Ama kuşkusuz en uçuk olanı ‘Takarak Aşk Kanadını Yakında Geleceğim’ adlı albümün kapağı. Ümit Besen, melek kanatlarıyla poz vermiş. Düşünün, o yıllarda buna cesaret etmiş. Kate Perry, 2018’de Met Gala’ya kanatlı kıyafetiyle katılmıştı. O fotoğrafı görünce aklıma yine Ümit Besen’in kanatlı albüm kapağı gelmişti.
Zamanının çok ötesinde ve çok cesur bir girişim bence. Yani sevgili okurlar öyle iki fotoğrafı yan yana getirince kanatlı olunmuyor. Asıl challenge, yani Türkçesiyle asıl kapışma o kanatları omzunuza takarak çektirdiğiniz fotoğraflarla olur. Var mısınız denemeye?
We had Obra they won't
Türkiye’de basketbol 1980’li yıllarda TRT’deki ‘Beyaz Gölge’ dizisiyle müthiş bir ivme yakalamıştı. Amerika’da suça meyilli siyahi gençlerin ağırlıklı olduğu bir lisede göreve başlayan koç Ken Reeves, hem o çocukların hem de o okulun kaderini değiştirmişti. Diziyle beraber Türkiye’de her şehre, her ilçeye basketbol potaları kurulmuş, gençlerin bu spora ilgisi bir anda müthiş bir şekilde artmıştı.

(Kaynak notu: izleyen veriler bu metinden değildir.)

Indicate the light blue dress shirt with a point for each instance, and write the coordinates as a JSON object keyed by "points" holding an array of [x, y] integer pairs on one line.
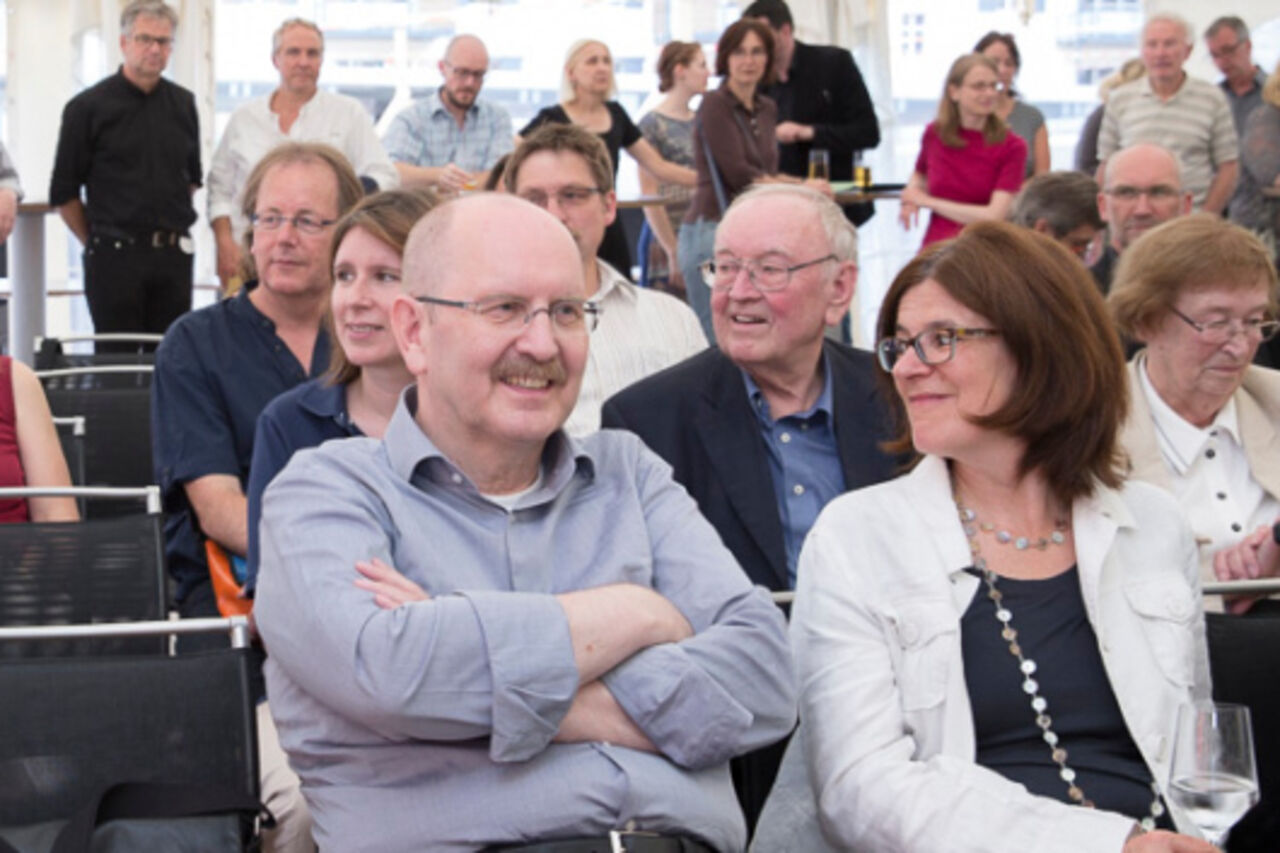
{"points": [[429, 726], [425, 135], [804, 463]]}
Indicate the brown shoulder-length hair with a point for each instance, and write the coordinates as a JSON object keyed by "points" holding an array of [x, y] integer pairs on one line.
{"points": [[387, 217], [1185, 254], [947, 123], [675, 54], [1070, 393], [734, 36]]}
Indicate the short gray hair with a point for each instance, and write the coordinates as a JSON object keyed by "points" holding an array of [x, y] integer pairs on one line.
{"points": [[1234, 22], [149, 8], [1169, 17], [1064, 200], [278, 36], [841, 235]]}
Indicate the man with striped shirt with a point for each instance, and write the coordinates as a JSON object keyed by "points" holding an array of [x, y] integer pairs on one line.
{"points": [[1187, 115]]}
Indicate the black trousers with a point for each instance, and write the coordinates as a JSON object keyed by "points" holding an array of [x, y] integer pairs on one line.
{"points": [[135, 287]]}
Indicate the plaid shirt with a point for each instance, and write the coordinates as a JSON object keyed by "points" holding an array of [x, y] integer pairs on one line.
{"points": [[425, 135]]}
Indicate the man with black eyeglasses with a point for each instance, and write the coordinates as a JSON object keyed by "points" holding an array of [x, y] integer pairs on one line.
{"points": [[487, 634], [1142, 187], [132, 142], [215, 372], [453, 137], [567, 170]]}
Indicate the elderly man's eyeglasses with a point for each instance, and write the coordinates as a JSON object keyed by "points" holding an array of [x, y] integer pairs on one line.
{"points": [[1160, 192], [467, 73], [932, 346], [163, 42], [565, 196], [306, 223], [1226, 328], [766, 276], [512, 311]]}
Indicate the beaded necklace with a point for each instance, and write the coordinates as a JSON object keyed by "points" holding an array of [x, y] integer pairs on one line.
{"points": [[1031, 687]]}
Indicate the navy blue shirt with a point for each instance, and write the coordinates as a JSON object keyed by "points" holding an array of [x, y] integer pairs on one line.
{"points": [[1055, 632], [305, 416], [215, 372], [804, 463]]}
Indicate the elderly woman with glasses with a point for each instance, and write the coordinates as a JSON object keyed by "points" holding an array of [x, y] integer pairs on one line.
{"points": [[991, 648], [1205, 424]]}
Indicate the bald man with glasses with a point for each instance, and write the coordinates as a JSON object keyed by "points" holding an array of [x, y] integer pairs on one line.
{"points": [[453, 137]]}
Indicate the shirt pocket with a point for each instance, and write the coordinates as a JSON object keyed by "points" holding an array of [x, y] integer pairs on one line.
{"points": [[1168, 609], [927, 637]]}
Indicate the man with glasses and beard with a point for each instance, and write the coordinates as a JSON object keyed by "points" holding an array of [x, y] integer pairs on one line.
{"points": [[452, 138]]}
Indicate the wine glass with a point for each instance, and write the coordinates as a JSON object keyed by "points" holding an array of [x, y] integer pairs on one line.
{"points": [[1214, 776]]}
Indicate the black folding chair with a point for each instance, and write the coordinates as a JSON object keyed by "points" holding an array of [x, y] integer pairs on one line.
{"points": [[99, 570], [128, 753], [115, 404], [92, 350], [1244, 661]]}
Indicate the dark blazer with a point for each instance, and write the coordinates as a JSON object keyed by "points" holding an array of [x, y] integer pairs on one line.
{"points": [[696, 416], [826, 90]]}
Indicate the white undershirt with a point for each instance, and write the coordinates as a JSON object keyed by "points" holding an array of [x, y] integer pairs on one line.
{"points": [[1211, 474]]}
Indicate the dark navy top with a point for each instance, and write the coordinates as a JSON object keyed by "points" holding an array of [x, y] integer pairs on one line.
{"points": [[1055, 632], [215, 372], [305, 416]]}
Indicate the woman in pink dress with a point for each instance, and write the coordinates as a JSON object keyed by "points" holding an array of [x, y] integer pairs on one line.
{"points": [[970, 165]]}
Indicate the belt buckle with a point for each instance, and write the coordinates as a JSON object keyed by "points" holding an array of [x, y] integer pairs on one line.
{"points": [[616, 843]]}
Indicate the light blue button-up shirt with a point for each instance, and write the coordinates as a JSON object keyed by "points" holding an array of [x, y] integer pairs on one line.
{"points": [[429, 726], [425, 135], [804, 463]]}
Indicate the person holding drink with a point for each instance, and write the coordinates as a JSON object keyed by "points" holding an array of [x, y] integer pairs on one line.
{"points": [[992, 648]]}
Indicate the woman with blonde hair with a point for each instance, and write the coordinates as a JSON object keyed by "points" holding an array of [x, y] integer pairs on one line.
{"points": [[970, 167], [366, 373], [586, 99]]}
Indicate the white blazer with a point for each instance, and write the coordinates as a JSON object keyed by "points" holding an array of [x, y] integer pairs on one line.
{"points": [[887, 734]]}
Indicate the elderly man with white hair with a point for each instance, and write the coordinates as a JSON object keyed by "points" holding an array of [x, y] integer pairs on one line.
{"points": [[1187, 115]]}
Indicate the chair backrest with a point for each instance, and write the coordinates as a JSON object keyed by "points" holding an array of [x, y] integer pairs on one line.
{"points": [[71, 434], [90, 350], [99, 570], [69, 728], [1244, 661], [115, 404]]}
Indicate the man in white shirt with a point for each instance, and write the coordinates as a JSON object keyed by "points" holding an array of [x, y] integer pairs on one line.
{"points": [[1187, 115], [296, 112], [452, 138], [567, 170]]}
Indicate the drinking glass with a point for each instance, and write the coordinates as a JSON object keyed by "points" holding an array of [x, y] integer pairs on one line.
{"points": [[819, 164], [1214, 776]]}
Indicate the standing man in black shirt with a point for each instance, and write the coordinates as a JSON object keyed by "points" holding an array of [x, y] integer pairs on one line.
{"points": [[133, 142], [822, 103]]}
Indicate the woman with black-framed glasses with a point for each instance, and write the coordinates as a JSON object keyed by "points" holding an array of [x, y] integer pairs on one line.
{"points": [[991, 648], [1205, 425]]}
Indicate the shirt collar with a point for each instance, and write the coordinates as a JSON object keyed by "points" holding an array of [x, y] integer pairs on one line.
{"points": [[412, 455], [760, 405], [1182, 437]]}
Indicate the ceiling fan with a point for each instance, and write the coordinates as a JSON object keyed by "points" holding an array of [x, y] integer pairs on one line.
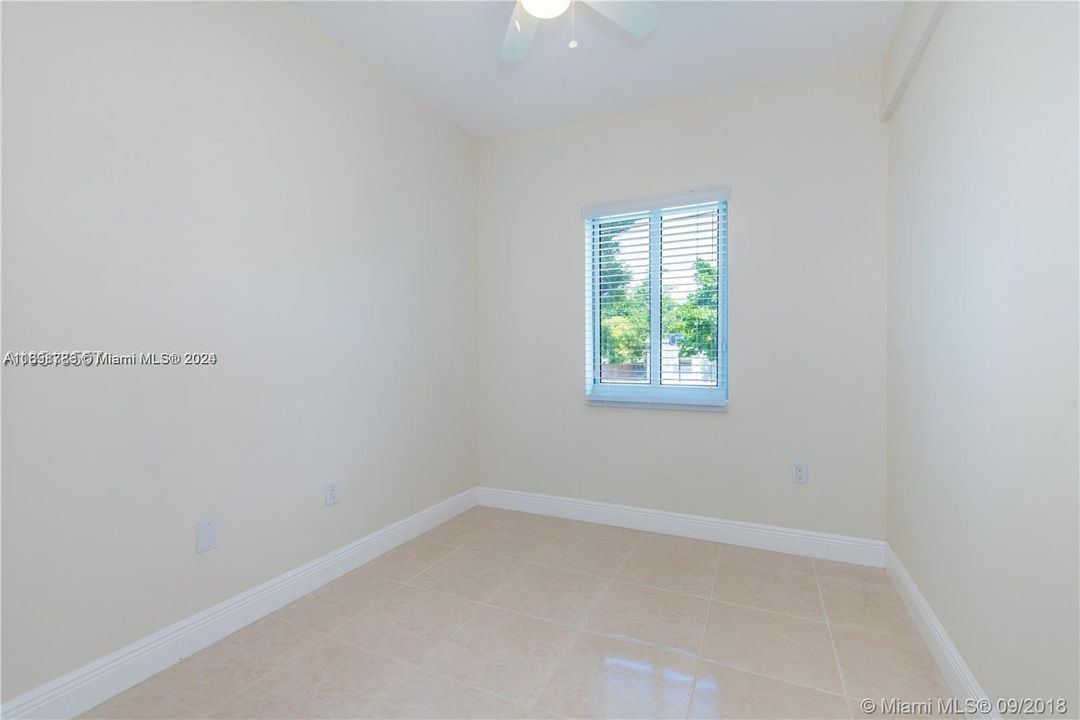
{"points": [[636, 17]]}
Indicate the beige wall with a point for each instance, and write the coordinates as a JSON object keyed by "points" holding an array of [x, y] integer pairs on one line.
{"points": [[983, 354], [216, 177], [806, 164]]}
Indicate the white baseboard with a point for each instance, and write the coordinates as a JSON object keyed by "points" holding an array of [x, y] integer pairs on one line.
{"points": [[958, 677], [93, 683], [821, 545], [89, 685]]}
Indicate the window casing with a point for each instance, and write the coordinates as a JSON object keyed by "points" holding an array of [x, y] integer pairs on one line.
{"points": [[656, 301]]}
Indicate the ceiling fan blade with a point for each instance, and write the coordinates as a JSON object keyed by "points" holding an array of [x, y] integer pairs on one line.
{"points": [[520, 31], [638, 18]]}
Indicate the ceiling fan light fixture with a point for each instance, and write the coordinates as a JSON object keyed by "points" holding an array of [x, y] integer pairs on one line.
{"points": [[545, 9]]}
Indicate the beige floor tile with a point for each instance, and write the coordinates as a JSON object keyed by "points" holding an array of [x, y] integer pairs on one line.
{"points": [[358, 591], [754, 556], [142, 703], [461, 529], [594, 549], [791, 592], [669, 620], [470, 574], [407, 560], [659, 542], [329, 680], [503, 652], [769, 643], [879, 665], [409, 624], [872, 606], [315, 613], [721, 692], [556, 595], [214, 675], [427, 695], [514, 540], [603, 677], [515, 519], [849, 571], [689, 572]]}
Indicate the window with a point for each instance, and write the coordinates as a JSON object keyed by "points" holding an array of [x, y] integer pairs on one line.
{"points": [[656, 296]]}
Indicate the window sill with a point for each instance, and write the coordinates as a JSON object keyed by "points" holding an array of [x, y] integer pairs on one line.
{"points": [[665, 398]]}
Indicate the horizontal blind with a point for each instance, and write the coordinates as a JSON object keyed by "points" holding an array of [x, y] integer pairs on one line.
{"points": [[656, 298]]}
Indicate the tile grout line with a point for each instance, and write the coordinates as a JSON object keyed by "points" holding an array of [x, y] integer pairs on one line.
{"points": [[832, 642], [704, 628]]}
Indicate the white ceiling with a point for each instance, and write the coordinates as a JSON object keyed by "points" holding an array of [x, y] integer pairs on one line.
{"points": [[447, 53]]}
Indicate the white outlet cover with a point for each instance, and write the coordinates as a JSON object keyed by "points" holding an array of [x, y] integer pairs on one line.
{"points": [[205, 535], [799, 473]]}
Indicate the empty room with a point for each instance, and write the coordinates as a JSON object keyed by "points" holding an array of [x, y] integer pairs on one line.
{"points": [[550, 358]]}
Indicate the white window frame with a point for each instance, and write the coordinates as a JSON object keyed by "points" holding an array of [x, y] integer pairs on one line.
{"points": [[652, 394]]}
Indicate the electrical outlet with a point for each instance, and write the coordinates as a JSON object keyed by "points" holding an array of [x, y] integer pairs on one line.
{"points": [[205, 535], [799, 473]]}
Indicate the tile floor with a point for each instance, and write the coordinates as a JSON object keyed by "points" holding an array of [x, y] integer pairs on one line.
{"points": [[501, 614]]}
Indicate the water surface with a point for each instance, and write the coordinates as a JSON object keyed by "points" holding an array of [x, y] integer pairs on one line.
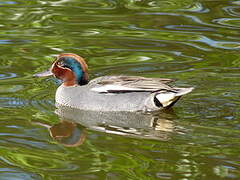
{"points": [[196, 42]]}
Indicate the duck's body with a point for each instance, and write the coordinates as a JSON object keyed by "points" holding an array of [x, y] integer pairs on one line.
{"points": [[111, 93]]}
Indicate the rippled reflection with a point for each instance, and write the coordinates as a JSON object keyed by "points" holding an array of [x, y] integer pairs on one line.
{"points": [[195, 42]]}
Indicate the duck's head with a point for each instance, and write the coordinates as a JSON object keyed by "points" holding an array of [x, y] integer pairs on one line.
{"points": [[70, 68]]}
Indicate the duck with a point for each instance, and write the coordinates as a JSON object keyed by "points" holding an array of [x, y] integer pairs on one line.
{"points": [[109, 93]]}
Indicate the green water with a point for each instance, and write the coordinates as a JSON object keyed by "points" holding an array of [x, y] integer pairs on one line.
{"points": [[196, 42]]}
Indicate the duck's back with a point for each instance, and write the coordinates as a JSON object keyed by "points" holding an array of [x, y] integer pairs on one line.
{"points": [[82, 97]]}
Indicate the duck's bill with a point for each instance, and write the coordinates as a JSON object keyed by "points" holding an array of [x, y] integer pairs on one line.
{"points": [[43, 74]]}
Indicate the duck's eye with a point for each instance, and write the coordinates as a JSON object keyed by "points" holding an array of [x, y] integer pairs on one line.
{"points": [[61, 63]]}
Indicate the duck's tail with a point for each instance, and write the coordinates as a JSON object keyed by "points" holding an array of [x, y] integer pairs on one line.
{"points": [[169, 98]]}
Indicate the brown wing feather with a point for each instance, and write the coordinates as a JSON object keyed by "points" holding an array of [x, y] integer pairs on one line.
{"points": [[142, 83]]}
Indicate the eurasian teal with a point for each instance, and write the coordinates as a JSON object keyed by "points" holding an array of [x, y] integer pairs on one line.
{"points": [[109, 93]]}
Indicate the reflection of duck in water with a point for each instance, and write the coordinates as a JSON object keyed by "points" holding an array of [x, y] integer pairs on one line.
{"points": [[110, 93], [71, 131]]}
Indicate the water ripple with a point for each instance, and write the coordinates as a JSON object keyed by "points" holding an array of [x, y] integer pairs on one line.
{"points": [[7, 76]]}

Bir süre sonra o rüzgar dindi. Basketbol yine futbolun gölgesinde kaldı. Basketbol sahaları, potalar ya çürüdü, ya da yıkılıp yerlerine başka şeyler yapıldı. Euroleauge’de ilk 16’ya bile kalmanın başarı olarak kabul edildiği bir ortamda, bir adam geldi ülkemize. Avrupa’nın gelmiş geçmiş en başarılı koçu Zeljko Obradovic, 2013’te Fenerbahçe baş antrenörü olarak göreve başladı. Ve ‘Beyaz Gölge’den tam 30 yıl sonra basketbolun kaderi bir kez daha değişti.
Sadece Fenerbahçe’nin değil tüm takımların ufkunu genişleten, son topa kadar mücadele etmenin ne demek olduğunu öğreten, “Almadığım kupa kalmadı niye uğraşayım ki?” demek yerine aklının ve bedeninin her hücresiyle kendini basketbola adayan Obradovic, Türkiye’ye tüm sporlarda kulüp bazında en büyük başarıyı da getirdi. Fenerbahçe, defalarca Euroleague’de ‘Final Four’ oynadı,
2017’de de şampiyon oldu. Ne yazık ki Obradovic bıraktı Fenerbahçe’yi. Ben Obradovic’li Fenerbahçe’nin birçok maçını salonda izledim. Obra’nın stratejisine, oyun kurgusuna hep hayran oldum. Zaten biz Fenerbahçeliler ilk yarısını 20 sayı geride kapattığımız maçlarda bile derdik ki, “Obra şimdi şapkadan tavşan çıkarır ve bu maçı alır.”
Hep aldı da nitekim. Güle güle efsane koç. Seni çok özleyeceğiz. “We have Obra they don’t” (Bizim Obramız var onların yok) diyerek övündük yıllarca. Şimdi arkandan söyleyeceğimiz tek şey şu olacak... We had Obra they won’t. (Bizim Obramız vardı onların olmayacak).